KEYSTONE/ALEXANDRA WEY

(sda-ats)

La Suisse se classe au 5e rang des pays européens en matière de préparation au réseau de l'information et de la communication. Si les consommateurs sont passés à l'ère du numérique, l'Etat et les entreprises sont à la traîne, relève EY dans une étude.

En plus d'être un pays sûr, stable, innovant et compétitif, la Suisse dispose également d'une infrastructure numérique de premier ordre: 91% des ménages ont accès à Internet.

"L'excellente place de la Suisse dans ce classement confirme que nous avons le potentiel nécessaire pour devenir une plaque tournante numérique de premier plan", souligne Marcel Stalder, directeur général d'EY Suisse, dans un communiqué publié mercredi.

Les Suisses sont en permanence connectés. Ils passent en moyenne 8 heures et 48 minutes par jour sur des appareils numériques, dont près de deux heures sur un smartphone.

Effets secondaires

Ce dernier est l'appareil privilégié pour la plupart des consommateurs. Il est utilisé pour effectuer des interactions simples, en déplacement et offre la meilleure réactivité, ainsi que des possibilités omnicanal, note EY. Les exigences des consommateurs sont toujours plus élevées, également dans les paiements numériques.

Cette évolution présente également des inconvénients. Parmi les effets secondaires figurent le sentiment d'être dépendant de son smartphone ou de sa tablette (21% des personnes interrogées), le sentiment d'être dépassé par le volume impressionnant des informations disponibles (23%) et l'impact négatif sur le niveau de stress et le sommeil (25% et 26%).

Selon l'étude "Digital Nations", le gouvernement peut jouer un rôle important pour façonner l'image de marque numérique de la Suisse, notamment dans le domaine de la cybersécurité.
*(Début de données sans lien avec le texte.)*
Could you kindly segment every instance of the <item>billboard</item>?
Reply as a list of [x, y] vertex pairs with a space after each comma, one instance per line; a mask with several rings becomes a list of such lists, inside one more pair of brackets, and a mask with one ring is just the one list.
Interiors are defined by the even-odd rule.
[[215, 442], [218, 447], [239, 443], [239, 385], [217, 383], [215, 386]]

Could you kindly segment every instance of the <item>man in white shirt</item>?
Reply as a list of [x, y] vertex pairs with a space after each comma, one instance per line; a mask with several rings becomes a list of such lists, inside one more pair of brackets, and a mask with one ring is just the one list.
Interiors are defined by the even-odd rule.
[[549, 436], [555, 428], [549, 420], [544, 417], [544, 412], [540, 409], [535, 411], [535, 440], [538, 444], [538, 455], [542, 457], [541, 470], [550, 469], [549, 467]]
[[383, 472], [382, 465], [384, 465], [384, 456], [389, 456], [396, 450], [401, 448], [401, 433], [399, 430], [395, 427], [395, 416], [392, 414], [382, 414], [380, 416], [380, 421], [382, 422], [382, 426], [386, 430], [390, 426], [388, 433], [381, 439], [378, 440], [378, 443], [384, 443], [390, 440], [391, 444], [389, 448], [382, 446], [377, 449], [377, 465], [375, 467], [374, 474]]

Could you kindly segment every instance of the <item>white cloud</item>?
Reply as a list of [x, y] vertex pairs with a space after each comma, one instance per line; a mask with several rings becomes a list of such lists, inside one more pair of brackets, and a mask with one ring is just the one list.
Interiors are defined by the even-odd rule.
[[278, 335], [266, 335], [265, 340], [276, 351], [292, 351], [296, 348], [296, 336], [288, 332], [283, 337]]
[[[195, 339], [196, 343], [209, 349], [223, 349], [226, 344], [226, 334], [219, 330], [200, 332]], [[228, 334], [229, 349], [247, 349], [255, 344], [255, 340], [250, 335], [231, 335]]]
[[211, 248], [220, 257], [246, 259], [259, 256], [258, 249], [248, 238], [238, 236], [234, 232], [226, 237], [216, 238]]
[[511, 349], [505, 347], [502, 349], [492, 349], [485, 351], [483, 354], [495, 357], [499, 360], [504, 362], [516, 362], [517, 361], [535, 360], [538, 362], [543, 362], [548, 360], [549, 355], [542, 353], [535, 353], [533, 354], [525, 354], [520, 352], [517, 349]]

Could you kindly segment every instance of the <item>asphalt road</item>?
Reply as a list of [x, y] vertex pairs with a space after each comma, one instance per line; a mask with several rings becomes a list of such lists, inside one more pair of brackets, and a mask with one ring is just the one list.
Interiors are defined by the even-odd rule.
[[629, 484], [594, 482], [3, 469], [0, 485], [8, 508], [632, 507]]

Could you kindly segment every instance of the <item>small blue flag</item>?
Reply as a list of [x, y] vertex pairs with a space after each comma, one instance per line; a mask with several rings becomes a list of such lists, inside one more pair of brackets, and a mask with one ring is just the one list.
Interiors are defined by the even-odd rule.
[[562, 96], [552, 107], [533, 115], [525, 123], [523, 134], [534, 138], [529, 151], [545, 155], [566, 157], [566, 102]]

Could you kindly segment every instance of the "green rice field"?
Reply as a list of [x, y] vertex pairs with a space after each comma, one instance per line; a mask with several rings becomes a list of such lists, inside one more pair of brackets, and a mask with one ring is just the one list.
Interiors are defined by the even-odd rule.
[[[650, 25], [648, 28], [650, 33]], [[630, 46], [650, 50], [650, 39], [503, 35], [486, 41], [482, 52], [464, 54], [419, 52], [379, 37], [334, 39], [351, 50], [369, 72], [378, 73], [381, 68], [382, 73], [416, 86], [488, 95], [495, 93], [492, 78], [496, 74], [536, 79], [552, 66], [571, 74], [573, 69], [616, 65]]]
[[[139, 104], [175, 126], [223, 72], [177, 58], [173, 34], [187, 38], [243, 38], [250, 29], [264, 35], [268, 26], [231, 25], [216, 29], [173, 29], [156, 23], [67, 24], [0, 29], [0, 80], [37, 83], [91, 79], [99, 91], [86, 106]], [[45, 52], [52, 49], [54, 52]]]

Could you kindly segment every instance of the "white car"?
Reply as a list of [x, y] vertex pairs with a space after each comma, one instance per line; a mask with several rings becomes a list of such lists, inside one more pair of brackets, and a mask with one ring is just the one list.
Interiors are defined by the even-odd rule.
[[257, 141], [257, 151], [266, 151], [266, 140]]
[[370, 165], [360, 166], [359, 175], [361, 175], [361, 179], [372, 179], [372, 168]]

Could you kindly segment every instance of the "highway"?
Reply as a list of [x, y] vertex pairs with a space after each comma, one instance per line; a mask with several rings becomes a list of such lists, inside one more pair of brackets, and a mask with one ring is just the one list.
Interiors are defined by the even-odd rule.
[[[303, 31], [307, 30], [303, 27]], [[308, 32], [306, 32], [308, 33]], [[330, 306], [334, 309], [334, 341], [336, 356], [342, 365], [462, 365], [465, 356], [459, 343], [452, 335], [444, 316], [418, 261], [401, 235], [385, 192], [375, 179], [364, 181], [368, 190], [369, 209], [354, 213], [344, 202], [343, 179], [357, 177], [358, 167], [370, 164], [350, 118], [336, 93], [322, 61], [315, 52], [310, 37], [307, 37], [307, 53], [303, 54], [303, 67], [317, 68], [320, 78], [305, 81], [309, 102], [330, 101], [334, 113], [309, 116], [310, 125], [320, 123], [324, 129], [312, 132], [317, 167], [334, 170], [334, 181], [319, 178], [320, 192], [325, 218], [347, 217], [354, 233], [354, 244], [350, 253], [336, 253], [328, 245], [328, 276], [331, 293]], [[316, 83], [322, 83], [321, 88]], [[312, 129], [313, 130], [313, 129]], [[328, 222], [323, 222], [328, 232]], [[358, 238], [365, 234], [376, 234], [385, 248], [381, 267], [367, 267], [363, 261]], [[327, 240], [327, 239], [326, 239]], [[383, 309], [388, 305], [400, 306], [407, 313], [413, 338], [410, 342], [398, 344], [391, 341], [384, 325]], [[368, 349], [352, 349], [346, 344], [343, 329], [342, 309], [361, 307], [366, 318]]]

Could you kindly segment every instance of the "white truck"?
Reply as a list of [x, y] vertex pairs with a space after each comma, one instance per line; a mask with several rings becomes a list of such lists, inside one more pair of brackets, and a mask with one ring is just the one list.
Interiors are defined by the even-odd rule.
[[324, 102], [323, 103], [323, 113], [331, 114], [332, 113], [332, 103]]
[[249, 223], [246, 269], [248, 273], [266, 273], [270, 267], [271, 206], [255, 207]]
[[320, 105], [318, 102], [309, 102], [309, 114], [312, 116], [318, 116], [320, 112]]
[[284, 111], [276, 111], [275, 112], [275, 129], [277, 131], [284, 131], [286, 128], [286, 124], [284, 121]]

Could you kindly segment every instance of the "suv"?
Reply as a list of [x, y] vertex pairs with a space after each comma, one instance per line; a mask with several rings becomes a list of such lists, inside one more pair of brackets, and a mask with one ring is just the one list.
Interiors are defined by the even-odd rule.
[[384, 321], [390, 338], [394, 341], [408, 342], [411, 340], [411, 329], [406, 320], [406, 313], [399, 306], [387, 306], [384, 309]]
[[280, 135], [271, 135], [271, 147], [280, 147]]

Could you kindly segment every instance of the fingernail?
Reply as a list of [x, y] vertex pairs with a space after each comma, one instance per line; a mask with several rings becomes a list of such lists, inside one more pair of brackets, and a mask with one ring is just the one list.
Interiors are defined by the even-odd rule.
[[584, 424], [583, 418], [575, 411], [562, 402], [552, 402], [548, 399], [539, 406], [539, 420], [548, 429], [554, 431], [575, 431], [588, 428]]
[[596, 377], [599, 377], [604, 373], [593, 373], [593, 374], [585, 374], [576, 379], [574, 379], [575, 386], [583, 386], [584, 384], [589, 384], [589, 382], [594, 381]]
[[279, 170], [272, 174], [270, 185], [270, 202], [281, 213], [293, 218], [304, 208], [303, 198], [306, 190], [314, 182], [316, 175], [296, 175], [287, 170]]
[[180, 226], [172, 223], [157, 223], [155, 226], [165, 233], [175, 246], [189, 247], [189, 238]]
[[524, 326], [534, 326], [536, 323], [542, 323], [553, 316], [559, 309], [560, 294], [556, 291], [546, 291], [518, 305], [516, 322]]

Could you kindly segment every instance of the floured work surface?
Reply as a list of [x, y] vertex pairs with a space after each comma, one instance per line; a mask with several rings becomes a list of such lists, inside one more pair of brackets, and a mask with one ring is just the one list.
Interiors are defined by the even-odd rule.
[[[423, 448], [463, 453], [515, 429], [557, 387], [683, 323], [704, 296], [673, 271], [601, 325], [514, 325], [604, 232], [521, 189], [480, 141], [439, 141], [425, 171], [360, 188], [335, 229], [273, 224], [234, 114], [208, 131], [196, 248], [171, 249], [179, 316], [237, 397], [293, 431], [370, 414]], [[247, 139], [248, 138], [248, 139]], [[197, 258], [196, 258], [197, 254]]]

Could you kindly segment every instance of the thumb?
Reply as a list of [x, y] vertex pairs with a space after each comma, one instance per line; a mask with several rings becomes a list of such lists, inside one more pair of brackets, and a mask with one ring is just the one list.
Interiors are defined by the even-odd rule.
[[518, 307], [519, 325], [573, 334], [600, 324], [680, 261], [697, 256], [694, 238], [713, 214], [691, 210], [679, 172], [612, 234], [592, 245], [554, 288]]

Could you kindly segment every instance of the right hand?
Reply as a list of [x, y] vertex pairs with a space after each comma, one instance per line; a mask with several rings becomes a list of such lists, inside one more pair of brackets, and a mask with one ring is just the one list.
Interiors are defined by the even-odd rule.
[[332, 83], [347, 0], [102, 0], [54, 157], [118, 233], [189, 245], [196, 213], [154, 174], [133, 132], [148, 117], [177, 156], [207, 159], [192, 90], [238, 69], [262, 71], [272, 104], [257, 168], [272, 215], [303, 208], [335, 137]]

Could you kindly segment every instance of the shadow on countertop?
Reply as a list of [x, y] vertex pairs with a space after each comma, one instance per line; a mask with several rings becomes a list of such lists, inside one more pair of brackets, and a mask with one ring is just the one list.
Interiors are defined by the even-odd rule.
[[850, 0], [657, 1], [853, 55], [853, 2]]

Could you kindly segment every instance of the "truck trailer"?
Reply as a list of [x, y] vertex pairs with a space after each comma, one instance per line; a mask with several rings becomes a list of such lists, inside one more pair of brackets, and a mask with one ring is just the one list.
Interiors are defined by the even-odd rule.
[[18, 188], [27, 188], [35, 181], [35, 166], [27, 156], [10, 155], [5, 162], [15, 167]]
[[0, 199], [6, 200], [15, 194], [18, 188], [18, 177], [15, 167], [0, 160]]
Un tiers des sondés estiment que le Conseil fédéral devrait promouvoir l'innovation numérique dans les entreprises par l'apport de fonds ou la gestion de programmes.

Essor de la fintech

Quant aux entreprises, elles doivent innover en permanence pour garder une longueur d'avance sur leurs concurrents et satisfaire une clientèle toujours plus exigeante dans le domaine numérique. "Les entreprises doivent faire avancer l'agenda numérique en interne pour rester compétitives au niveau mondial", estime Marcel Stalder.

La finance est l'un des secteurs dans lesquels les sociétés doivent passer à la vitesse supérieure. La Suisse pourrait révolutionner les services financiers avec la formation de la "Crypto Valley" à Zoug.

Les entreprises spécialisées dans les fintech y développent des solutions monétaires et de transactions numériques. La technologie de la chaîne de blocs ("blockchain"), à l'origine de la monnaie virtuelle bitcoin, offre de nombreuses opportunités.

Manifeste numérique

EY est membre fondateur de l'initiative digitalswitzerland. La plateforme a remis mardi lors du Worldwebforum de Zurich un manifeste numérique au ministre de l'économie Johann Schneider-Ammann.

Le texte définit des recommandations et revendications politiques, économiques et sociales pour donner à la Suisse un rôle de premier plan dans la transformation numérique mondiale.